Z pomocy asystentów podatników mogą skorzystać mikroprzedsiębiorcy, tzn. te firmy, które zatrudniają mniej niż 10 osób (średnio w roku) i wykażą łączny obrót ze sprzedaży netto mniejszy niż 2 mln euro rocznie (zgodnie z art. 107 ustawy o swobodzie działalności gospodarczej).

Zobacz: Sejm: będzie asystent podatnika dla nowych przedsiębiorców >>

Według wyliczeń MF z pomocy asystentów podatników skorzysta średnio ok. 288 000 przedsiębiorstw. Samych pracowników urzędów zajmujących się doradztwem na rzecz petentów ma być ok. 1420-1832 w skali kraju.

Wprowadzenie niniejszej instytucji uzasadnione jest realizacją zasad prawa podatkowego – tak wynika z ministerialnego raportu. W tym m.in. zasady pomocniczości, powszechności, informowania. W tym miejscu trzeba powiedzieć, że zasady prawa, to takie normy które wyznaczają ramową interpretację innych norm prawnych. Powoływanie się zatem na realizacje zasad prawa przy tworzeniu nowej instytucji jest zabiegiem merytorycznie chybionym.

Asystent podatnika ma mu pomagać przez 18 miesięcy od zarejestrowania firmy. Czy to znaczy, że będzie świadczył przez ten czas usługi księgowe? Z pewnością nie. Raczej będzie doradzał, wskazywał jak wypełnia się deklaracje, jakie dokumenty trzeba złożyć do urzędów, jak rozliczyć się z fiskusem. Nie zmienia to jednak faktu, że z firmom księgowym ubędzie klientów, którzy zdecydują się na prowadzenie samodzielnie księgowości.

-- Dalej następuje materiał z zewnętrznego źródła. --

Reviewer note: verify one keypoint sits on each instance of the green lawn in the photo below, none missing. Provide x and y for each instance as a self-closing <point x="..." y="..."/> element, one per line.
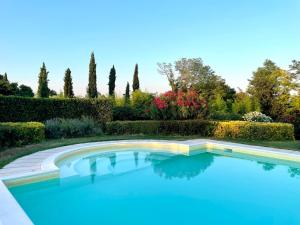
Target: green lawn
<point x="11" y="154"/>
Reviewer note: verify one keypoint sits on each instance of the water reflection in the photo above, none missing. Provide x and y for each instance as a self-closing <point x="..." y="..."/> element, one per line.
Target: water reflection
<point x="93" y="168"/>
<point x="267" y="166"/>
<point x="180" y="166"/>
<point x="113" y="159"/>
<point x="136" y="158"/>
<point x="294" y="172"/>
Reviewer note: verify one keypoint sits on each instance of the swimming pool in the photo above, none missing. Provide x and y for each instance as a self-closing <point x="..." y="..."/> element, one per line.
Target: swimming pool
<point x="138" y="186"/>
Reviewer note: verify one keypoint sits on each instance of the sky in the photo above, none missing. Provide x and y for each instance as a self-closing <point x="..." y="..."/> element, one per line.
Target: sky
<point x="234" y="37"/>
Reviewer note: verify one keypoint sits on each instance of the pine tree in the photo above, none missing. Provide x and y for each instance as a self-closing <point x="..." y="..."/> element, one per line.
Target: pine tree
<point x="136" y="82"/>
<point x="127" y="94"/>
<point x="112" y="81"/>
<point x="92" y="87"/>
<point x="43" y="90"/>
<point x="68" y="85"/>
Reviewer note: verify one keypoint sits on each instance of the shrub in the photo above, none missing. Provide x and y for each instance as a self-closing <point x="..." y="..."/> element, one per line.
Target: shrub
<point x="15" y="134"/>
<point x="178" y="105"/>
<point x="204" y="128"/>
<point x="63" y="128"/>
<point x="20" y="109"/>
<point x="254" y="130"/>
<point x="126" y="112"/>
<point x="293" y="118"/>
<point x="141" y="102"/>
<point x="257" y="117"/>
<point x="175" y="127"/>
<point x="225" y="116"/>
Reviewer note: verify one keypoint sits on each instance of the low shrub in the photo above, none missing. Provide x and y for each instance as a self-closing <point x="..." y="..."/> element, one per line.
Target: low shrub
<point x="16" y="134"/>
<point x="164" y="127"/>
<point x="257" y="117"/>
<point x="203" y="128"/>
<point x="63" y="128"/>
<point x="254" y="130"/>
<point x="128" y="112"/>
<point x="21" y="109"/>
<point x="225" y="116"/>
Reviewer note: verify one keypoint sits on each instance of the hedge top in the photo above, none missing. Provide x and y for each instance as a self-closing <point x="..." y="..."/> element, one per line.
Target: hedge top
<point x="22" y="109"/>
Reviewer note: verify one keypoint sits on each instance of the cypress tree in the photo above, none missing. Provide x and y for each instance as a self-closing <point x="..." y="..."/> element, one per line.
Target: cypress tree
<point x="92" y="87"/>
<point x="127" y="94"/>
<point x="5" y="77"/>
<point x="136" y="82"/>
<point x="68" y="85"/>
<point x="43" y="90"/>
<point x="112" y="81"/>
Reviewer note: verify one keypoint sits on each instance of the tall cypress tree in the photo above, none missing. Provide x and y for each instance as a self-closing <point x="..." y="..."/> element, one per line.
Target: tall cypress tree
<point x="92" y="87"/>
<point x="127" y="94"/>
<point x="136" y="82"/>
<point x="112" y="81"/>
<point x="43" y="90"/>
<point x="68" y="85"/>
<point x="5" y="77"/>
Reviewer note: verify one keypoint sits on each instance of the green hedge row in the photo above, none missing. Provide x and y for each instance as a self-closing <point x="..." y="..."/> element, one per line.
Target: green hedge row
<point x="254" y="130"/>
<point x="15" y="134"/>
<point x="20" y="109"/>
<point x="166" y="127"/>
<point x="231" y="129"/>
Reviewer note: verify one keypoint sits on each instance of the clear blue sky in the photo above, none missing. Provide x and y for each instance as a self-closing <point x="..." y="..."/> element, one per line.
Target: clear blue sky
<point x="233" y="37"/>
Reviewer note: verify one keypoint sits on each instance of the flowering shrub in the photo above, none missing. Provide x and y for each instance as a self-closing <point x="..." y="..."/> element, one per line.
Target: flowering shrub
<point x="178" y="105"/>
<point x="257" y="117"/>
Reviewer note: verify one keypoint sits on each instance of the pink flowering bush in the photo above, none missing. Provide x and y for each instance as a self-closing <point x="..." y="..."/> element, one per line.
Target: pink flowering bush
<point x="178" y="105"/>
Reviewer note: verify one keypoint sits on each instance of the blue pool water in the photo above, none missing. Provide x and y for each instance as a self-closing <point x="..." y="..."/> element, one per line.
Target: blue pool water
<point x="146" y="188"/>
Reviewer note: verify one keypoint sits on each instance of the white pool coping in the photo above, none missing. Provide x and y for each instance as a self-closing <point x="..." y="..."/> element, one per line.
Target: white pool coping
<point x="42" y="165"/>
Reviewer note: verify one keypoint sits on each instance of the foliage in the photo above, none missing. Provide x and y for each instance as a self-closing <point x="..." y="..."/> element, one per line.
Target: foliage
<point x="192" y="73"/>
<point x="141" y="101"/>
<point x="218" y="105"/>
<point x="25" y="91"/>
<point x="225" y="116"/>
<point x="254" y="131"/>
<point x="178" y="105"/>
<point x="92" y="86"/>
<point x="112" y="81"/>
<point x="272" y="87"/>
<point x="64" y="128"/>
<point x="7" y="88"/>
<point x="136" y="82"/>
<point x="257" y="117"/>
<point x="126" y="112"/>
<point x="230" y="129"/>
<point x="68" y="85"/>
<point x="43" y="90"/>
<point x="15" y="134"/>
<point x="127" y="95"/>
<point x="244" y="103"/>
<point x="17" y="109"/>
<point x="154" y="127"/>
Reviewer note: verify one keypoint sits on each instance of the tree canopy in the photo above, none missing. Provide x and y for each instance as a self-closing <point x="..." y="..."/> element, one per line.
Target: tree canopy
<point x="68" y="85"/>
<point x="272" y="87"/>
<point x="185" y="74"/>
<point x="92" y="86"/>
<point x="112" y="81"/>
<point x="43" y="90"/>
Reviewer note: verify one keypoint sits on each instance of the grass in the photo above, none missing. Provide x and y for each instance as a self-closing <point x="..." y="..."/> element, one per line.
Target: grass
<point x="10" y="154"/>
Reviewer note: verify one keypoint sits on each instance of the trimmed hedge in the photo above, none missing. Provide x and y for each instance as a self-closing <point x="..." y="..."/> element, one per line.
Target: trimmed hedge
<point x="15" y="134"/>
<point x="20" y="109"/>
<point x="254" y="130"/>
<point x="231" y="129"/>
<point x="165" y="127"/>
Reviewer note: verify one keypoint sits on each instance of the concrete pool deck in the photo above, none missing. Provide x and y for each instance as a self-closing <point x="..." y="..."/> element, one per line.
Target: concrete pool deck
<point x="42" y="165"/>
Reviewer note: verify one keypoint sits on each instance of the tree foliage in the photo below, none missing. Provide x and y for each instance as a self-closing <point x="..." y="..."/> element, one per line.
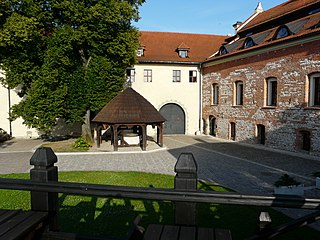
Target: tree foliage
<point x="66" y="56"/>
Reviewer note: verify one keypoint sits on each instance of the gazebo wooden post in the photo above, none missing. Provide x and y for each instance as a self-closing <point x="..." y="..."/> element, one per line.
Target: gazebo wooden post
<point x="160" y="134"/>
<point x="144" y="137"/>
<point x="115" y="137"/>
<point x="98" y="130"/>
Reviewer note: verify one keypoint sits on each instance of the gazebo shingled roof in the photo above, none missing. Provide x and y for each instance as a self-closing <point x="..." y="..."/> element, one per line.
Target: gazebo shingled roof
<point x="129" y="107"/>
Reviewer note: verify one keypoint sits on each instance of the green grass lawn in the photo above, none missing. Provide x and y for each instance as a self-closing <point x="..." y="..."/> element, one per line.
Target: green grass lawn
<point x="112" y="217"/>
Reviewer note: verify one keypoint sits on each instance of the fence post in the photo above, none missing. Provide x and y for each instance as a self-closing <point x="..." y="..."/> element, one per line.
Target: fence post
<point x="185" y="180"/>
<point x="44" y="171"/>
<point x="264" y="222"/>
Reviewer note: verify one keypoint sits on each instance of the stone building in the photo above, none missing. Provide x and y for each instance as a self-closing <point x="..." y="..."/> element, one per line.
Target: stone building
<point x="263" y="85"/>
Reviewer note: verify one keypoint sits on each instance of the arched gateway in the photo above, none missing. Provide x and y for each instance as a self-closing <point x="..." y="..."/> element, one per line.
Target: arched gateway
<point x="175" y="119"/>
<point x="128" y="115"/>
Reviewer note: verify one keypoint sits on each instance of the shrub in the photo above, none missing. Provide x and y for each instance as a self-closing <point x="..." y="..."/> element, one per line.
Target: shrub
<point x="286" y="180"/>
<point x="82" y="144"/>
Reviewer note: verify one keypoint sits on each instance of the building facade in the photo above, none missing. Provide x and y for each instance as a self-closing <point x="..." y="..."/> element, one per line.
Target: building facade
<point x="15" y="128"/>
<point x="263" y="85"/>
<point x="168" y="75"/>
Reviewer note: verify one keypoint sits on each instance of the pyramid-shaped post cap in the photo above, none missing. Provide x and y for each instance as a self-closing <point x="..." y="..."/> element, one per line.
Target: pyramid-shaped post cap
<point x="186" y="164"/>
<point x="43" y="156"/>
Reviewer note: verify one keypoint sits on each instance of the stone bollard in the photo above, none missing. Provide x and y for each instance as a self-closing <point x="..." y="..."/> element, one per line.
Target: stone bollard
<point x="185" y="180"/>
<point x="44" y="171"/>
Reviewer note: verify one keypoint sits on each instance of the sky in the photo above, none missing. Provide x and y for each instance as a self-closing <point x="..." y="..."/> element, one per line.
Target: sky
<point x="197" y="16"/>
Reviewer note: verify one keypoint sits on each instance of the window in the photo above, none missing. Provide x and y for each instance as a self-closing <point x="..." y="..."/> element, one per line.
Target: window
<point x="130" y="75"/>
<point x="248" y="43"/>
<point x="304" y="140"/>
<point x="223" y="50"/>
<point x="233" y="131"/>
<point x="215" y="94"/>
<point x="147" y="75"/>
<point x="176" y="77"/>
<point x="271" y="92"/>
<point x="282" y="32"/>
<point x="193" y="76"/>
<point x="183" y="53"/>
<point x="239" y="93"/>
<point x="261" y="134"/>
<point x="140" y="52"/>
<point x="314" y="90"/>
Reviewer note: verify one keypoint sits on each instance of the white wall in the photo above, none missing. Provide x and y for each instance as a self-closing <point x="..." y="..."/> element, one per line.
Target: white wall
<point x="19" y="130"/>
<point x="162" y="90"/>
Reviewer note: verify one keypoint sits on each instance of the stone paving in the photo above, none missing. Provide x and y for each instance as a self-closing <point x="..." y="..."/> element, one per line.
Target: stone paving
<point x="243" y="168"/>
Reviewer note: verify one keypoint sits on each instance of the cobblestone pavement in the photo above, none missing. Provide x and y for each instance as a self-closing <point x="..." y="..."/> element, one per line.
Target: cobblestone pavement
<point x="243" y="168"/>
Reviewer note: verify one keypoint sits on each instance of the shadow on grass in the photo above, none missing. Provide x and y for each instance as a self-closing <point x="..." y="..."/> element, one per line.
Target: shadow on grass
<point x="114" y="217"/>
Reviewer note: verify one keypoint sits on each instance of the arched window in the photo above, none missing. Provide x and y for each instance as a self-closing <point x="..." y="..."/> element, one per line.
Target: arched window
<point x="282" y="32"/>
<point x="271" y="92"/>
<point x="215" y="94"/>
<point x="248" y="43"/>
<point x="314" y="90"/>
<point x="238" y="93"/>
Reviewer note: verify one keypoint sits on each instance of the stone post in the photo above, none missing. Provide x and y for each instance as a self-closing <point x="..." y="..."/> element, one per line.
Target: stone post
<point x="185" y="180"/>
<point x="44" y="171"/>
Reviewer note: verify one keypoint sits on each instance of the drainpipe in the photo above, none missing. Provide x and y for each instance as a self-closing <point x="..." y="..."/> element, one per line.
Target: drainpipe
<point x="9" y="101"/>
<point x="200" y="98"/>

Spójrzmy na sprawę także ze strony urzędnika. Otóż jego funkcjonowanie odbywa się w pewnych ramach prawnych. Działa on w imieniu administracji państwowej i jego wszelkie działania są usankcjonowane przepisami prawa. Zgodnie bowiem z art. 6 Kodeksu postępowania administracyjnego – organy administracji działają na podstawie przepisów prawa.

Dlatego też, za złe doradzenie podatnikowi, może narazić się on na odpowiedzialność majątkową bądź dyscyplinarną.

Jak wiadomo, prawo podatkowe jest interpretowane w sposób niespójny. Wszystko zależy od organu, który akurat dokonuje subsumcji prawa. W związku z tym rady, których udzieli nam asystent podatnika mogą różnić się od późniejszego rozstrzygnięcia organu administracji podatkowej.

Przepisy ustawy z 20 stycznia 2011 r. o odpowiedzialności majątkowej funkcjonariuszy publicznych za rażące naruszenie prawa jak najbardziej mają zastosowanie do asystenta podatnika. Urzędnik, który udzieli podatnikowi informacji niezgodnej z późniejszą decyzją będzie narażony na postępowania sądowe ze strony podatników.

Oczywiście przyczyn udzielenia informacji nie zgodnych ze stanem faktycznym może być wiele. Brak doświadczenia, skomplikowanie sprawy, różne interpretacje przepisów podatkowych, zmiana decyzji organu. Czyli to, z czym na co dzień spotykają się przedsiębiorcy.

Jeżeli jednak w wyniku błędnej interpretacji asystenta podatnika, petent otrzyma rażąco złe wskazówki, które narażą go na szkodę, będzie mógł on wystąpić na drogę postępowania sądowego aby szkodę ów urzędnik (bądź urząd) naprawił. Nawet jeśli szkodę naprawi urząd, to na zasadzie odpowiedzialności regresowej ostatecznie to urzędnik będzie skazany na odpowiedzialność majątkową (i dyscyplinarną) za złe wykonywanie swoich obowiązków. Taki zabieg de facto może sprawić przeniesienie odpowiedzialności z przedsiębiorców na urzędników, co stanie się pewnym kuriozum. Myślę, że sprawa takiego precedensu pozostaje wyłącznie kwestią czasu.